L’accord de cessez-le-feu conclu le 27 novembre dernier – sous parrainage international et régional – a sorti le Liban du cercle des conflits régionaux et a placé les Libanais devant une nouvelle phase intitulée la construction d’un État de Constitution, de droit et d’institutions. L’élection du général Joseph Aoun à la présidence du pays après une vacance qui a duré plus de deux ans a constitué la première étape sur la voie de la restauration des institutions et de l’établissement du pouvoir.
Mais le calme des fronts et le retour progressif des citoyens à leur vie quotidienne ont rapidement mis en évidence leurs souffrances chroniques dues aux défauts de l’application de la loi, au manque de responsabilité, à la corruption généralisée et à l’absence de vision stratégique pour le développement durable. Les paragraphes du discours de serment prononcé par le président de la République devant le Parlement peu après son élection peuvent contenir des indications suffisantes de carences administratives et de laxisme dans tous les services de l’administration publique, ce qui nécessite de prendre des mesures décisives pour avancer vers la bonne gouvernance.
Il ne fait aucun doute que les obstacles les plus importants qui ont empêché le développement du concept d’État de droit et d’institutions, ainsi que d’État de citoyenneté et de sécurité sociale au Liban, ont été la violation flagrante des lois et règlements. Les institutions publiques, qui devraient être des bastions de transparence et d’efficacité, ont été minées par des pratiques abusives et clientélistes, et par une culture d’impunité bénéficiant de protections politiques.
L’effondrement des valeurs s’est aggravé au point d’atteindre les institutions de contrôle qui ont été incapables de mettre en œuvre les lois, non pas en raison du manque de mécanismes efficaces de mise en œuvre et de contrôle, mais parce qu’elles sont devenues partie intégrante d’un système de contrôle politique, administratif et financier. La corruption, qui a affaibli la confiance des citoyens dans l’État et les a contraints à succomber à un clientélisme politique meurtrier, a éliminé les opportunités d’investissement local et international.
Pour sortir de cette impasse, il est crucial de lancer un programme national ambitieux pour la mise en place de la bonne gouvernance. Ce programme doit reposer sur des piliers fondamentaux.
1. La transparence et la reddition des comptes : tous les acteurs publics doivent être tenus responsables de leurs actions, avec des mécanismes clairs de suivi et d’évaluation.
2. La digitalisation des services publics : moderniser les processus administratifs pour réduire les opportunités de corruption et améliorer l’efficacité.
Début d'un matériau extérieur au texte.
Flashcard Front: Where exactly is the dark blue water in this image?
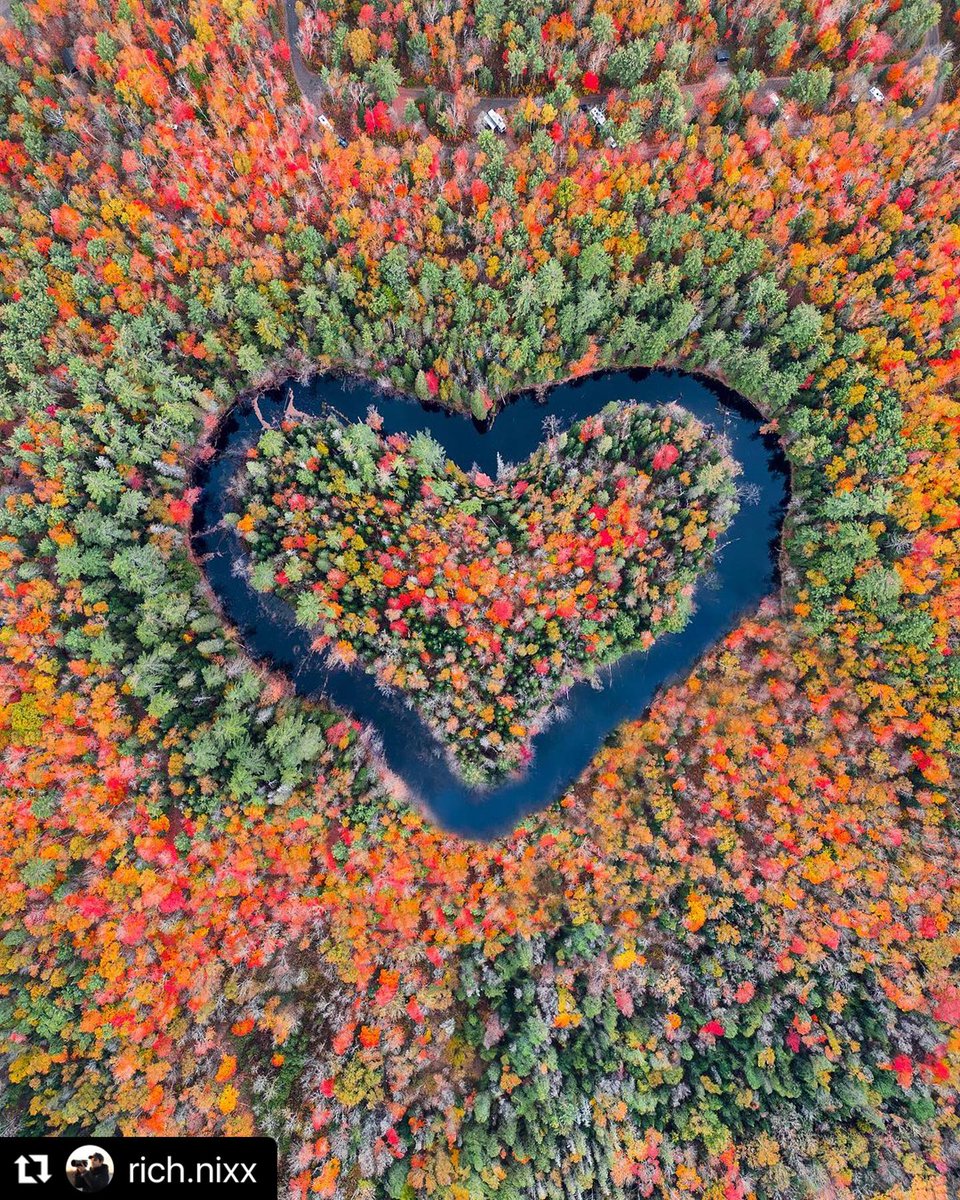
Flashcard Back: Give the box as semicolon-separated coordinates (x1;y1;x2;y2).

3. L’indépendance du pouvoir judiciaire : garantir que la justice soit rendue sans interférences politiques ou autres pressions.
4. La participation citoyenne : impliquer la société civile et les citoyens dans les processus décisionnels pour renforcer la légitimité des institutions.
Pour orchestrer cette transformation, nous proposons la création d’un ministère des Réformes et de la Gouvernance. Ce ministère aurait pour mission de coordonner et de superviser les efforts de réforme dans l’ensemble des secteurs publics, en travaillant en étroite collaboration avec les ministères existants, les experts locaux et internationaux, ainsi que la société civile. Il agirait comme un catalyseur pour : élaborer des politiques publiques modernes et inclusives ; veiller à la mise en œuvre des lois et réformes adoptées ; promouvoir la formation des fonctionnaires et des cadres publics sur les principes de la bonne gouvernance.
Le Liban ne peut plus se permettre de rester dans l’immobilisme. Le chemin de la réforme est difficile, mais il est indispensable. Le renforcement de l’état de droit et l’adoption de principes de bonne gouvernance ne sont pas seulement des aspirations idéales ;
ce sont des prérequis pour le redressement économique, social et politique du pays.
Nous appelons les décideurs, les responsables politiques, la société civile et les citoyens à se mobiliser pour exiger un changement profond et durable. L’avenir du Liban dépend de notre capacité collective à passer d’un système de gestion archaïque et inefficace à un modèle de gouvernance moderne, transparent et inclusif.
Le temps est venu pour le Liban d’écrire un nouveau chapitre, celui d’un État qui fonctionne, qui inspire confiance et qui œuvre pour le bien de tous ses citoyens. Osons la réforme, osons la gouvernance.